国产无码网页在线观看,久久国产亚洲精品日韩一区在线播放 ,亚洲av片不卡无码久久wy193

如何避免這8個(gè)常見(jiàn)的深度學(xué)習(xí)/計(jì)算機(jī)視覺(jué)錯(cuò)誤？

2019-10-28 09:47

人是不完美的，我們經(jīng)常在程序中犯錯(cuò)誤。有時(shí)這些錯(cuò)誤很容易發(fā)現(xiàn)：你的代碼根本不能工作，你的應(yīng)用程序崩潰等等。但是有些bug是隱藏的，這使得它們更加危險(xiǎn)。

在解決深度學(xué)習(xí)問(wèn)題時(shí)，由于一些不確定性，很容易出現(xiàn)這種類型的bug：很容易看到web應(yīng)用端點(diǎn)路由請(qǐng)求是否正確，而不容易檢查你的梯度下降步驟是否正確。然而，在DL從業(yè)者生涯中有很多錯(cuò)誤是可以避免的。

我想分享一些我的經(jīng)驗(yàn)，關(guān)于我在過(guò)去兩年的計(jì)算機(jī)視覺(jué)工作中看到或制造的錯(cuò)誤。我在會(huì)議上談到過(guò)這個(gè)話題，很多人在會(huì)后告訴我：“是的，伙計(jì)，我也有很多這樣的錯(cuò)誤。”我希望我的文章可以幫助你至少避免其中的一些問(wèn)題。

1．翻轉(zhuǎn)圖像和關(guān)鍵點(diǎn)

假設(shè)一個(gè)關(guān)鍵點(diǎn)檢測(cè)問(wèn)題的工作。它們的數(shù)據(jù)看起來(lái)像圖像和一系列關(guān)鍵點(diǎn)元組，例如［（0，1），（2，2）］，其中每個(gè)關(guān)鍵點(diǎn)是一對(duì)x和y坐標(biāo)。

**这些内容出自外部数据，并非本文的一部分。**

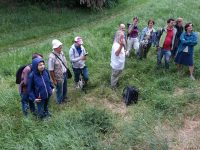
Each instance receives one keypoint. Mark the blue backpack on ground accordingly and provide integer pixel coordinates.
(130, 95)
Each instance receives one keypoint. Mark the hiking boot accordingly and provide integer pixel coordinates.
(192, 77)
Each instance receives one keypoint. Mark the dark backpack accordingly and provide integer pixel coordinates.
(19, 74)
(130, 95)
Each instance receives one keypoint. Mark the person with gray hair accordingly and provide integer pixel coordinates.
(117, 58)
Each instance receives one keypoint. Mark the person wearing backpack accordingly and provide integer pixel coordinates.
(117, 58)
(133, 33)
(148, 36)
(39, 87)
(185, 54)
(78, 56)
(57, 66)
(166, 43)
(23, 86)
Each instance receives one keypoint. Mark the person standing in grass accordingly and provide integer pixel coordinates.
(166, 43)
(23, 88)
(40, 87)
(147, 37)
(57, 64)
(185, 53)
(133, 33)
(179, 28)
(117, 58)
(78, 56)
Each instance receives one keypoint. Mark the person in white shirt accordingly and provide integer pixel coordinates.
(57, 64)
(117, 58)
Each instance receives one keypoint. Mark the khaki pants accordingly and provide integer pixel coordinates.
(115, 77)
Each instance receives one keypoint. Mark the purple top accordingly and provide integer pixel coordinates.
(134, 32)
(23, 88)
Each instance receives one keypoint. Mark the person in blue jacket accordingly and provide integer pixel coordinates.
(185, 52)
(148, 36)
(40, 87)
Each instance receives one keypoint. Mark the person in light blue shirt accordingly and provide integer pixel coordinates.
(185, 55)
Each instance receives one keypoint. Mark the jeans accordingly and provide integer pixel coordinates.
(26, 104)
(166, 54)
(78, 72)
(61, 89)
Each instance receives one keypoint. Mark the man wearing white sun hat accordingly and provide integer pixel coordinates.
(57, 67)
(78, 55)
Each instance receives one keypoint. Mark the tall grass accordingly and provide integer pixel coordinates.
(96, 120)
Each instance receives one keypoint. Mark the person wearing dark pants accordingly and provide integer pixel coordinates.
(166, 43)
(57, 65)
(78, 56)
(39, 87)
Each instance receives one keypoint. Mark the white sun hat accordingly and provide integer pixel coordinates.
(56, 43)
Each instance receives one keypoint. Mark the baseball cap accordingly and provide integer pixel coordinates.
(78, 40)
(56, 43)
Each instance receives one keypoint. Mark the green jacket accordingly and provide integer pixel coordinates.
(163, 36)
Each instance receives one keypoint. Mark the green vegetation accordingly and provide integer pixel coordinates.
(98, 119)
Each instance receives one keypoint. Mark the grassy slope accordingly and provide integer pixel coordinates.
(167, 98)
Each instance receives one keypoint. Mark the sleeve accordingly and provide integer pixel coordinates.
(51, 83)
(194, 40)
(31, 88)
(154, 38)
(25, 73)
(71, 55)
(142, 34)
(51, 62)
(191, 42)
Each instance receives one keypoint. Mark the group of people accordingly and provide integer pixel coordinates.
(173, 41)
(38, 83)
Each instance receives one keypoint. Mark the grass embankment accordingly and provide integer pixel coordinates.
(98, 119)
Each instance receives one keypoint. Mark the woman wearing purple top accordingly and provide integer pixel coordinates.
(23, 88)
(185, 52)
(132, 41)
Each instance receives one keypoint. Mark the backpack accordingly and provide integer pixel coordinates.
(19, 74)
(130, 95)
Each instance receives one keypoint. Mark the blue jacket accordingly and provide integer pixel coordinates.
(188, 40)
(39, 85)
(152, 36)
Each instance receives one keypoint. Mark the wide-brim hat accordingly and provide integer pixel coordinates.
(56, 43)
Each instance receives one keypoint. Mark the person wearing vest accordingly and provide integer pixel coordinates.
(147, 37)
(117, 58)
(185, 54)
(23, 88)
(179, 28)
(78, 56)
(166, 43)
(133, 33)
(58, 71)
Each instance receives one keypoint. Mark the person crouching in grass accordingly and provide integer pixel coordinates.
(40, 87)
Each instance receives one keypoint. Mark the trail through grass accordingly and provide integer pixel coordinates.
(168, 99)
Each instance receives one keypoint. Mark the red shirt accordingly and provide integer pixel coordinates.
(168, 40)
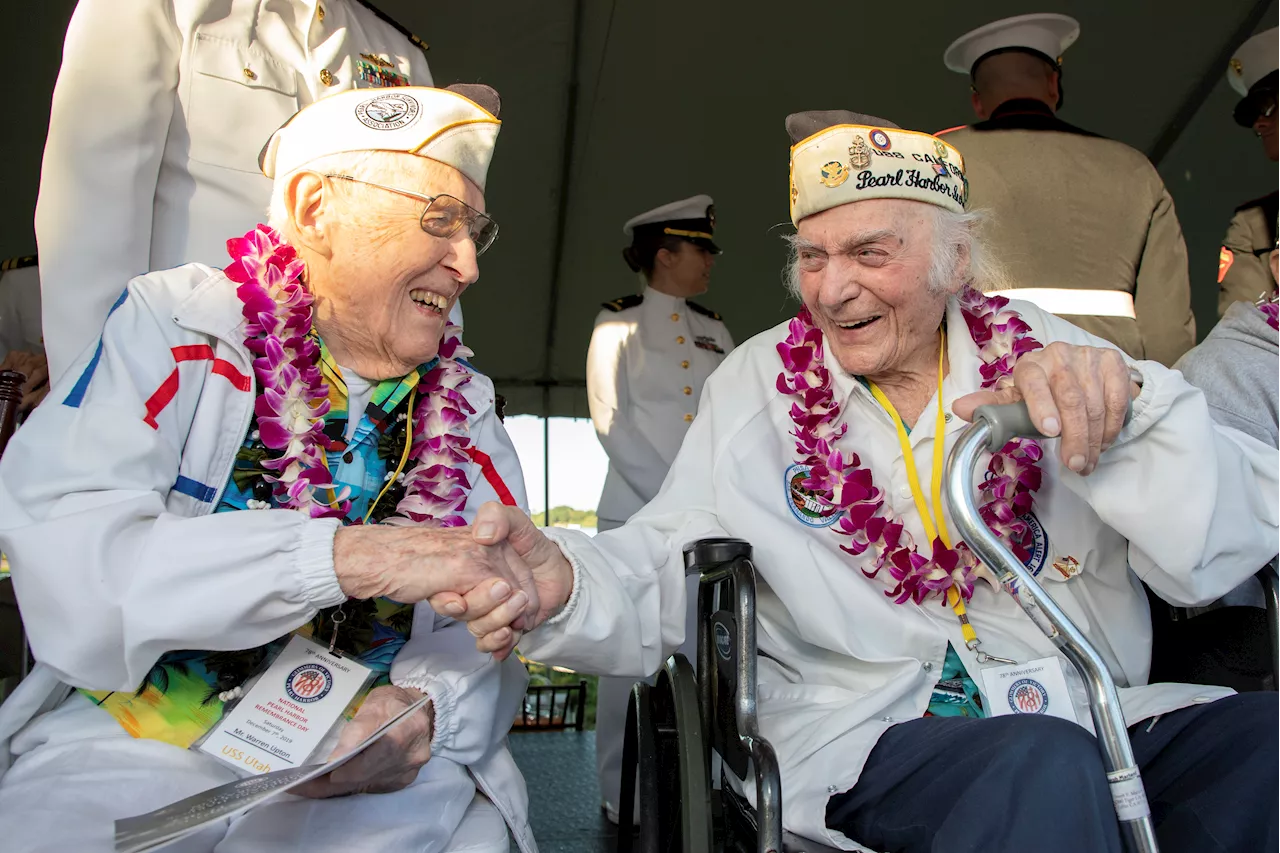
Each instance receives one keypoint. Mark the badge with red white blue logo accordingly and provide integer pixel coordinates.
(1028, 696)
(804, 502)
(309, 683)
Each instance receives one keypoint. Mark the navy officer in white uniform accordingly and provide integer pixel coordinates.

讓我們對(duì)這個(gè)數(shù)據(jù)實(shí)現(xiàn)一個(gè)基本的數(shù)據(jù)增強(qiáng)：

def flip＿img＿and＿keypoints（img： np．ndarray， kpts： Sequence［Sequence［int］］）：
img ＝ np．fliplr（img）
h， w，＊＿＝ img．shape
kpts ＝［（y， w － x） for y， x in kpts］
return img， kpts

看起來(lái)好像是正確的，嗯，讓我們把結(jié)果可視化一下：

mage ＝ np．ones（（10， 10）， dtype＝np．float32）
kpts ＝［（0， 1），（2， 2）］
image＿flipped， kpts＿flipped ＝ flip＿img＿and＿keypoints（image， kpts）
img1 ＝ image．copy（）
for y， x in kpts：
img1［y， x］＝ 0
img2 ＝ image＿flipped．copy（）
for y， x in kpts＿flipped：
img2［y， x］＝ 0
＿＝ plt．imshow（np．hstack（（img1， img2）））

不對(duì)稱看起來(lái)很奇怪！如果我們檢查極值的情況呢？

image ＝ np．ones（（10， 10）， dtype＝np．float32）
kpts ＝［（0， 0），（1， 1）］
image＿flipped， kpts＿flipped ＝ flip＿img＿and＿keypoints（image， kpts）
img1 ＝ image．copy（）
for y， x in kpts：
img1［y， x］＝ 0
img2 ＝ image＿flipped．copy（）
for y， x in kpts＿flipped：
img2［y， x］＝ 0

out：

IndexError
Traceback （most recent call last）
＜ipython－input－5－997162463eae＞ in ＜module＞
8 img2 ＝ image＿flipped．copy（）
9 for y， x in kpts＿flipped：
－－－＞ 10 img2［y， x］＝ 0
IndexError： index 10 is out of bounds for axis 1 with size 10

程序報(bào)錯(cuò)了！這是一個(gè)典型的差一誤差。正確的代碼是這樣的：

def flip＿img＿and＿keypoints（img： np．ndarray， kpts： Sequence［Sequence［int］］）：
img ＝ np．fliplr（img）
h， w，＊＿＝ img．shape
kpts ＝［（y， w － x － 1） for y， x in kpts］
return img， kpts

我們可以通過(guò)可視化來(lái)檢測(cè)這個(gè)問(wèn)題，而在x ＝ 0點(diǎn)的單元測(cè)試也會(huì)有幫助。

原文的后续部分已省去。